GEREKÇE :Dava, taraflar arasında imzalanan eser sözleşmesi kapsamında davalı şirketin cari hesabına fazladan ödendiği iddia edilen bedel ile yine bedelleri davacı tarafından ödendiği iddia edilen kalıpların iade edilmemesi sebebiyle kalıp bedellerinin davalıdan tahsili istemine ilişkindir.
Davacı vekili tarafından dosyaya sunulan 31/05/2021 tarihli dilekçe ile davadan feragat edildiği bildirilmiş, davalı vekili, davacının feragatı nedeniyle davacıdan vekalet ücreti, yargılama gideri ve sair hiçbir talepleri olmadığını beyan etmiştir.
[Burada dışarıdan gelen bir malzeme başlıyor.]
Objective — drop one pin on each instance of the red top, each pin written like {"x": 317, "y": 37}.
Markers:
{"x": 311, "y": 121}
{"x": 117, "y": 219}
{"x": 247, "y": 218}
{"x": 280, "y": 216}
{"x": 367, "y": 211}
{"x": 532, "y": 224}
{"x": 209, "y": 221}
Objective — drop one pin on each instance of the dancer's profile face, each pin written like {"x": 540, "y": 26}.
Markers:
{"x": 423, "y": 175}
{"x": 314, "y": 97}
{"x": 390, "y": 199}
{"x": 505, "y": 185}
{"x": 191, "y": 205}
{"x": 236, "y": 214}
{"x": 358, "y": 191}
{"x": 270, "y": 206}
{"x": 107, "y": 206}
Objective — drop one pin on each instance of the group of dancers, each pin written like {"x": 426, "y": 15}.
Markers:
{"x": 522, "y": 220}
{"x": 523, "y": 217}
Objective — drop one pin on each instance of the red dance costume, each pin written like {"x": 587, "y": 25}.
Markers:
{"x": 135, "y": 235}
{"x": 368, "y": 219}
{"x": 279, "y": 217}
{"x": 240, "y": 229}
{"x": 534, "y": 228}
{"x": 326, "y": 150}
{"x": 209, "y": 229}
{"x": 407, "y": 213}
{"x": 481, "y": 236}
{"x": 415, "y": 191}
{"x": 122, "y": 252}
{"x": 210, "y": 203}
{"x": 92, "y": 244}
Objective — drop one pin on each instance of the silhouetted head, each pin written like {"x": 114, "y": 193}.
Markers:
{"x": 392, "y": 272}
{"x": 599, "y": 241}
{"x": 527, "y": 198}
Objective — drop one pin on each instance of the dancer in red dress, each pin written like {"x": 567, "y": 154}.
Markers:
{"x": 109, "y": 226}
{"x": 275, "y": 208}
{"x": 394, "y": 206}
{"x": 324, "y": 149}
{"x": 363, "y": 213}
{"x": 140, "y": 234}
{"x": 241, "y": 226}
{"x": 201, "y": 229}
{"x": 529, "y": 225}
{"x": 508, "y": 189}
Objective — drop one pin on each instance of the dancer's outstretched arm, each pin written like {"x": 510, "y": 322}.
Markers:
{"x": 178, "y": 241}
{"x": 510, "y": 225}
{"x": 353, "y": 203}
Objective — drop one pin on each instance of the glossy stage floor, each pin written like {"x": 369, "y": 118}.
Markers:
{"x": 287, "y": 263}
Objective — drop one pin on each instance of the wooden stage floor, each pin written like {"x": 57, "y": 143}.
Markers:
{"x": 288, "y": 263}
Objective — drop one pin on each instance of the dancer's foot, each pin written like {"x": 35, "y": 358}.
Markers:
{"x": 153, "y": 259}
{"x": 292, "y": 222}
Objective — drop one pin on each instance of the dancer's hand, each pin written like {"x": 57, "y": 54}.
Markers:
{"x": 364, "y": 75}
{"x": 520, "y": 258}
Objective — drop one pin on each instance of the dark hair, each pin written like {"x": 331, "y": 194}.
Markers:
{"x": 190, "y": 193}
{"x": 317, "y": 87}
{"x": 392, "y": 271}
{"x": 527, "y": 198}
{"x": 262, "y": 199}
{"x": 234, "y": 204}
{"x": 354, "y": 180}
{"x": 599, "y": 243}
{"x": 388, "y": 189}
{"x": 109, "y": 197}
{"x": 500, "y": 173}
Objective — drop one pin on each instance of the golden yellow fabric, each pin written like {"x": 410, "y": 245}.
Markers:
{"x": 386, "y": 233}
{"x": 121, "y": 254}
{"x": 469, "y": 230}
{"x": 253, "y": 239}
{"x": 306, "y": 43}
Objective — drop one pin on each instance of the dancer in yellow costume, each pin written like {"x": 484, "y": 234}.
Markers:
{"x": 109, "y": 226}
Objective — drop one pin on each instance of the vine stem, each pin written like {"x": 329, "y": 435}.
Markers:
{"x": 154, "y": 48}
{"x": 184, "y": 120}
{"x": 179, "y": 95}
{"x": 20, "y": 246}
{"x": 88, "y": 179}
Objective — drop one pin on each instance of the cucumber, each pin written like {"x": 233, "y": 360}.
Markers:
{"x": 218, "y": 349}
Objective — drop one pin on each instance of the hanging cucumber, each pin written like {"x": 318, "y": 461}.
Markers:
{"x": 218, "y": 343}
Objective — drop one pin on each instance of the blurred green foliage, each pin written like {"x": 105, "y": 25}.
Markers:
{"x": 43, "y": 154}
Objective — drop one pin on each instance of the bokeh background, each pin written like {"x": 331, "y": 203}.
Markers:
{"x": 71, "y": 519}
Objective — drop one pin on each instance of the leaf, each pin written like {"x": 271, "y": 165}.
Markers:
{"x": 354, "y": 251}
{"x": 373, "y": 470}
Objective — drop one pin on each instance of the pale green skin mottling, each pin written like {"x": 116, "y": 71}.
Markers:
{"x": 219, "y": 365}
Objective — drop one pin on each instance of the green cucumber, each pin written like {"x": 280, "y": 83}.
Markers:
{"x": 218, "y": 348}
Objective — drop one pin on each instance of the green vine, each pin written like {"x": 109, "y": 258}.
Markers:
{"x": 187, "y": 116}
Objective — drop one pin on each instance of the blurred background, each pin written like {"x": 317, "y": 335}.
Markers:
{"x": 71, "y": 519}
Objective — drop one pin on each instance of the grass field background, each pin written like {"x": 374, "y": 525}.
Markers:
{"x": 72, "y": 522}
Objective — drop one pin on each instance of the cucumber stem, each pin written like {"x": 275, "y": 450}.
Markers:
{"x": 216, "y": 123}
Davacı vekilinin dosyada sunulu bulunan vekaletnameden davadan feragate ilişkin özel yetkisinin bulunduğu anlaşılmıştır. Usulüne göre yapılan feragat beyanı davayı sona erdiren usuli işlemlerden olup kesin hüküm gibi sonuç doğuracaktır. Davadan feragat edilmiş olmakla davanın feragat nedeniyle reddine karar verilerek aşağıdaki şekilde hüküm kurulmuştur.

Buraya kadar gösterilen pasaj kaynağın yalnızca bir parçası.